Вечерние тени становились все длиннее. Умытый и одетый во все чистое, Гай чувствовал себя с родителями неловко и мучился от жары. Отец будто забыл, как они встретились на дороге, и теперь беседовал с женой, а их обоих не замечал. Гай незаметно посматривал на мать: не начнется ли дрожь, после которой обычно бывали приступы. Раньше приступы матери его очень пугали, он подолгу плакал и всхлипывал, но с годами душа его очерствела, и иногда он даже надеялся, что мать задрожит и им с Марком дадут уйти.
Гай попытался было слушать разговоры взрослых, однако отец рассказывал об изменениях в законах и городских статутах. Почему-то он никогда не привозил домой историй о казнях или о знаменитых уличных бандитах.
— Ты слишком веришь в людей, Юлий, — говорила Аврелия. — За ними нужно смотреть, как смотрит отец за ребенком. Некоторые не лишены ума и сообразительности, я согласна, но большинство требует защиты…
Ее голос утих, и настала тишина.
Юлий поднял глаза. Гай увидел в них печаль и смущенно отвел взгляд, словно застал отца за чем-то очень личным.
— Релия?
Гай услышал голос отца и посмотрел на мать. Та окаменела на ложе, устремив глаза в какую-то далекую точку. Ее рука задрожала, лицо неожиданно сморщилось, как у ребенка. Тремор перешел с руки на все тело, и она скорчилась в судорогах, сметая блюда с низкого стола. Из горла вырвался громкий, пронзительный вопль, от которого мальчики болезненно поморщились.
Юлий плавным движением поднялся и обнял жену.
— Оставьте нас! — приказал он.
Гай с Марком вышли из триклиния вместе с рабами, оставив позади мужчину с извивающимся телом в руках.
На следующее утро Гай проснулся оттого, что Тубрук тряс его за плечо.
— Парень, вставай! Мать хочет тебя видеть.
Гай застонал себе под нос, но Тубрук его услышал и добавил:
— Она всегда тихая после… плохой ночи.
Гай начал было одеваться, потом остановился и посмотрел на старого гладиатора.
— Иногда я ее ненавижу.
Тубрук тихо вздохнул.
— Жаль, что ты не знал ее до болезни. Она постоянно что-то напевала, и дом переполняло счастье. Лучше скажи себе, что твоя мать все еще здесь, просто не может до тебя дотянуться. Знаешь, она ведь тебя любит.
Гай кивнул и тщательно пригладил волосы.
— Отец уже уехал в город? — спросил он, зная ответ наперед.
Его отец не любил чувствовать себя беспомощным.

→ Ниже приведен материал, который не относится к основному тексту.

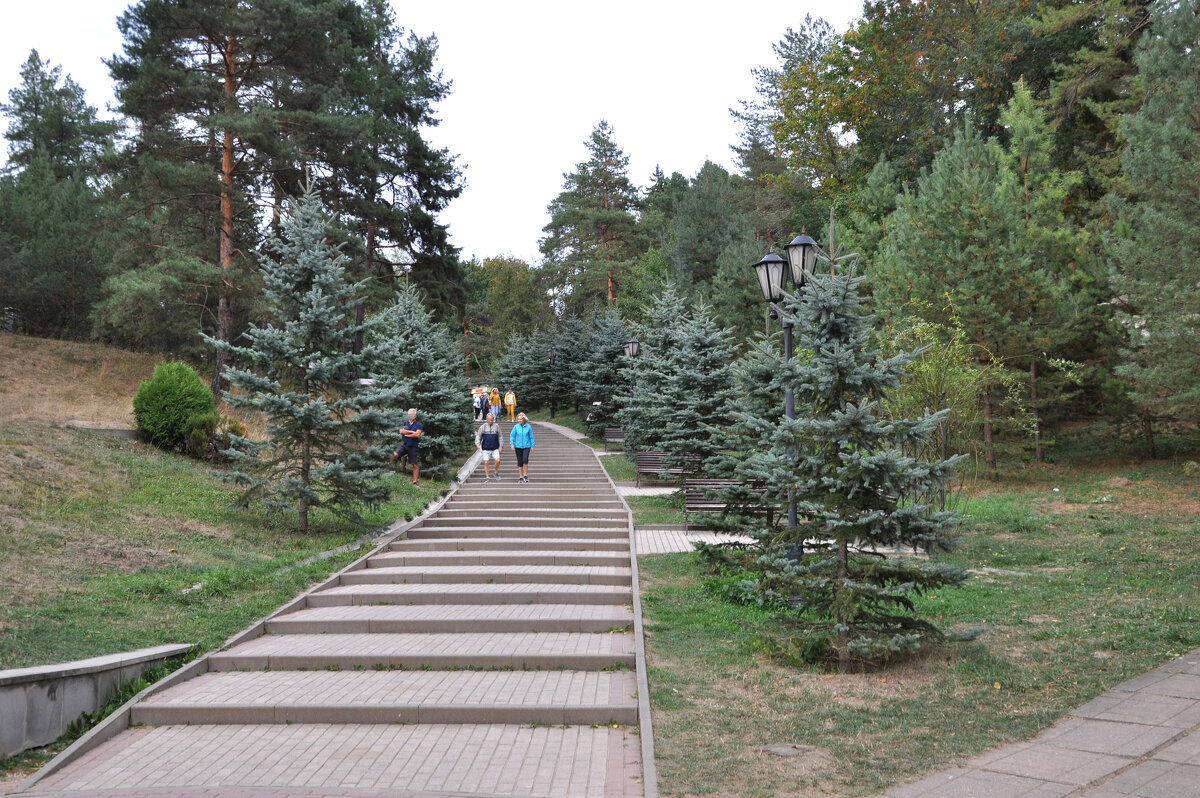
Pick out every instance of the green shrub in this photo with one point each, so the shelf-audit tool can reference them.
(174, 408)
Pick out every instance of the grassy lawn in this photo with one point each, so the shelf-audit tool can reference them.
(102, 540)
(1074, 591)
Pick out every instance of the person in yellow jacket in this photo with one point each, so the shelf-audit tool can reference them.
(493, 400)
(510, 405)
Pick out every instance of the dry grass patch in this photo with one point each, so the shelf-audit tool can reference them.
(65, 382)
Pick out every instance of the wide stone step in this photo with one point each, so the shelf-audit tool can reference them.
(513, 544)
(532, 510)
(447, 618)
(501, 504)
(519, 521)
(508, 487)
(424, 533)
(498, 761)
(555, 697)
(491, 574)
(423, 559)
(471, 594)
(520, 651)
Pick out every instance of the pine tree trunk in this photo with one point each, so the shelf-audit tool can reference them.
(305, 475)
(844, 659)
(1038, 453)
(989, 448)
(225, 301)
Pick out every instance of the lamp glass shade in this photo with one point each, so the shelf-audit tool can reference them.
(802, 258)
(771, 277)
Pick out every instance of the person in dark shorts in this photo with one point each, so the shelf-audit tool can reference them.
(521, 441)
(411, 431)
(487, 442)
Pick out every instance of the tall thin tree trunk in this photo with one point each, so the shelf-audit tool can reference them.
(989, 448)
(844, 659)
(305, 475)
(225, 301)
(1038, 453)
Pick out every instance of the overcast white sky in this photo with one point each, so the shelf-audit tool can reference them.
(531, 81)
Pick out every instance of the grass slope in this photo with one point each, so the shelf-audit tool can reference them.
(103, 539)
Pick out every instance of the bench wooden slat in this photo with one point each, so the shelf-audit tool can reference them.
(695, 499)
(651, 463)
(613, 435)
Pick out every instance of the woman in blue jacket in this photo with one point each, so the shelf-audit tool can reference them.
(521, 439)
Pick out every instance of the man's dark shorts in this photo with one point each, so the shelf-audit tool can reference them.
(412, 454)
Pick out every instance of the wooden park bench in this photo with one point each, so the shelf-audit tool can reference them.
(696, 498)
(613, 435)
(652, 465)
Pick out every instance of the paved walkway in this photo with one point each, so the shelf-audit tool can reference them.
(1139, 741)
(492, 652)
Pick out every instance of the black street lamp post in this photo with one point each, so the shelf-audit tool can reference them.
(802, 257)
(553, 379)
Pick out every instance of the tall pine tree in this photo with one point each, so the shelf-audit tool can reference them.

— Да, на рассвете, — ответил Тубрук.
Больше не говоря ни слова, Гай последовал за ним по прохладным коридорам в комнаты матери.
Она сидела на кровати прямо, со свежеумытым лицом и заплетенными длинными волосами. Лицо было бледным, но, когда Гай вошел, она улыбнулась, и он заставил себя улыбнуться в ответ.
— Подойди ближе, Гай. Извини, если испугала тебя вчера.
Он подошел к матери и дал обнять себя, ничего не чувствуя. Разве он может сказать ей, что уже не боится? Он видел такое слишком часто, и каждый приступ был хуже предыдущего. В глубине души Гай понимал, что дальше будет еще хуже, что мать его уже покидает. Но он не мог об этом думать: лучше держать все это внутри, улыбаться, обнимать ее и уходить, не позволять причинить себе боль.
— Что будешь делать сегодня? — спросила она, выпуская сына из объятий.
— Всякие дела по дому, с Марком, — ответил он.
Мать кивнула и как будто забыла о нем. Гай подождал пару секунд и, когда ответа не последовало, повернулся и вышел из комнаты.
Когда крошечный пробел в мыслях Аврелии исчез и она снова сосредоточилась на комнате, там никого не было.
Марк встретил Гая у ворот с сеткой для ловли птиц. Увидев глаза друга, он весело затараторил:
— Сегодня нам точно повезет! Мы поймаем сокола… двух соколов! Мы их обучим сидеть у нас на плечах и нападать, если мы прикажем. Светоний будет бегать от нас как чумной.